Within the same conversation about food shaping isolated islands into unique cultures, we also discussed the degradation of a culture in two seemingly different communities and hemispheres. The concept that when a island disappears so does the collapse of the culture that has been there. One of the reasons why this may happen is because there is simply a lack of food production or access that can support the society living there. For Parque de la Papa, the production of potatoes may seem to always be able to provide enough food. However if climate changes continue to increase, it may be more difficult to have the right kind of conditions to cultivate the potatoes. Already this is occurring where certain potatoes that use to grow in low altitudes are now being harvested in higher elevations. Due to the topography in which the potato farm is situated, some of the younger generations may wish to leave to find a better place where there is more accessibility to jobs and a stable economy. It’s the same for Smith Island, they are experiencing a decline in the crab population. Harvesting crabs in abundance isn’t like it use to be, now they may harvest nothing during the season. There is uncertainty now of whether the younger generation should become watermen or move on and make a living elsewhere.
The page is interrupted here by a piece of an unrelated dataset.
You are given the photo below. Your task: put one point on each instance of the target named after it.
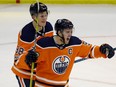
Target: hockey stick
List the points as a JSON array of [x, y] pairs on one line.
[[33, 64], [79, 60]]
Whenever a culture is disappearing there is always a question of whether it should be preserved or not and if its even possible to do so. It’s particularly hard when looking at isolated islands because of their location. The economic, ecological, and geological aspects of a society can maintains and evolve the culture. However a culture will begin to degrade or fade away when these three collapses and after that, it’s hard to bring it back. For both Parque de la Papa and Smith Island, food surrounds all three aspects that make up their culture. Economically there may not be enough food production to be exported to provide the means of financial support for the potato farm. The ecology is already changing because of global warming and in the near future, it may be difficult to find fertilized soil to use. The topography of this place makes it extremely difficult to travel from one place to another to trade goods or find new jobs.


Smith Island and the culture is slowly dying because there is a steady decline of the crab population. Harvesting crabs had once been the main source of economy but now it’s tourism. The ecology has changed drastically because of over-harvesting and the disappearance of sea grasses. Soft-shelled crabs lived in these sea grasses and are no longer able to because they’re all gone. Smith Island is going to disappear in the near future due to coastal erosion and sea level rising. If we want to try and preserve these cultures we have to find models around the world that have been successful in keeping the culture alive. Some people want to intervene and prevent such a loss but other mays just let it happen naturally. The effort and money it would take to preserve a culture often comes from the stance of personal attachment or importance on a global scale. A crucial question to consider is where will the people go if their home is disappearing? The displacement of a population has huge drawbacks and can disrupt other places and sometimes even the environment in a negative way. We have to be mindful of whether is really important to keep a culture alive or to let it go.